Engaging students with data requires they possess a basic facility with spreadsheets and proportional reasoning. Students are almost always presented with data in the form of a spreadsheet, whether it be a text file, comma separated value (csv) file or Excel file. Data manipulation and wrangling is typically required to get the data in a usable form for more sophisticated programs like Tableau and R. This data cleaning often involves fundamental proportional reasoning skills, from rescaling values to a common shared index value or computing percentage change. In order to prepare students to clean data, instructors need to activate students’ prior knowledge of these more algebraic topics. Knowing how to set up a proportion for 3 is to 4 as x is to 100 and solving for x is an arithmetic problem. Transferring this skill to a spreadsheet where you are taking raw numbers of births or crimes and creating rates per 1,000 or 100,000 is an algebra problem! The cell references of the values in the spreadsheet are the variables in the associated algebra problem.
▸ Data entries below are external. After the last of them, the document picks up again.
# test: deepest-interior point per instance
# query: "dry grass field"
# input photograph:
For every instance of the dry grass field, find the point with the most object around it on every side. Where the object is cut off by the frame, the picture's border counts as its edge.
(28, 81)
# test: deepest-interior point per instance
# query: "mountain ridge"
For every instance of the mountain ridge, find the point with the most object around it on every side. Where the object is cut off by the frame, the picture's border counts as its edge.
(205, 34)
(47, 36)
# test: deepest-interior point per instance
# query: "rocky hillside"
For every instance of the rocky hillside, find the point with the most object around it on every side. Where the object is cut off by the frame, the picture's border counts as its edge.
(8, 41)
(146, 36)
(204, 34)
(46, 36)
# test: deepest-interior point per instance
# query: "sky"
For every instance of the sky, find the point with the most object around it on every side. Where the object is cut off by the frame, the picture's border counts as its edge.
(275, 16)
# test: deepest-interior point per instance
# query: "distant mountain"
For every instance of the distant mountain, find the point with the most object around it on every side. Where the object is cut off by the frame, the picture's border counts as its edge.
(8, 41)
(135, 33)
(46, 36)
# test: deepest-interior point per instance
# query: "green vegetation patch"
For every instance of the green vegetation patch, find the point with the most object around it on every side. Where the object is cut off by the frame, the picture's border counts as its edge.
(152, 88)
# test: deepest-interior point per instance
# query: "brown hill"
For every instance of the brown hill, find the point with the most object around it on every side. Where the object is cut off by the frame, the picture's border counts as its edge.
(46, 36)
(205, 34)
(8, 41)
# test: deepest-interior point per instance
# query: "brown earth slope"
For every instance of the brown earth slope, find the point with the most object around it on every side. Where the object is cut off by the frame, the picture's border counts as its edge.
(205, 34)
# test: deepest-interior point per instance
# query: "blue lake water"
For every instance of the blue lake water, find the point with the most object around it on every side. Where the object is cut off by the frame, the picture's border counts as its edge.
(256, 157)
In the group activity described here, Gaze uses the table of births and birth rates by age of mother published by the CDC in an annual National Vital Statistics Report (https://www.cdc.gov/nchs/data/vsrr/vsrr038.pdf). Gaze shows students a copy of the table published by the CDC from a prior year and instructs them to find the data for the most recent year. Students are so used to being handed nice clean data on a silver platter (or in a silver spreadsheet!), making this search an invaluable exercise. It is a humbling experience for these “digital natives” to struggle with what seems like the most basic task, a web search. Once the data is found students then must grapple with copying and pasting data from a PDF into a spreadsheet. Often students resort to simply typing in the data by hand. The data gives the number of births and birth rates per 1,000 women in specified age groups, starting with 10-14 year-olds and increasing in 5 year increments up to 45-54. The data also includes data for all ages but students must read the caption carefully to realize that: “Rates for all ages are the total number of births (regardless of the age of mother) per 1,000 women aged 15-44” (p. 6).
Students are next asked to use the number of births and rate for each age group to work backwards and compute the number of women in each age group. This is a tricky proportional reasoning problem requiring students to think algebraically. Now they can take the number of births for each age group and compute two different percentages: one of the total number of births, and one of the total number of women for each age group. From here students make charts of these percentages, only one of which can be represented as a pie chart. Group work is crucial here so students realize they are not alone in struggling to access their prior knowledge and apply it.
Digital Resources
Spreadsheet technology and the internet to search for data
Requiring students to work with rates in a spreadsheet activates prior knowledge in both proportional reasoning and algebraic reasoning. Students first are confronted with the difficulty of finding and cleaning real world data, a critical realization for anyone working with data. Next, general spreadsheet literacy is reinforced by asking students to enter formulas that create a new variable for use in the data analysis. Working backwards from rates illustrates the subtlety of proportional reasoning in a real world context. Students must think abstractly about the variables in question (births are to population as rates are to 1,000) to enter a formula that they can fill down in the spreadsheet in order to find the relevant age group populations. Finally, students are confronted with the importance of quantitative literacy. Understanding what the numbers in your data mean is crucial for any hope in analyzing them correctly.
Digital Enablement
Without technology, many faculty resort to using small artificial data sets that can be analyzed by hand in order for students to practice simple statistical calculations. A data set summarizing over three million data points would not be feasible for undergraduates to explore and make sense of without a digital spreadsheet. Using spreadsheets to organize and analyze real world data allows students to quickly test their reasoning, repeat a series of calculations efficiently, and create graphical displays with ease.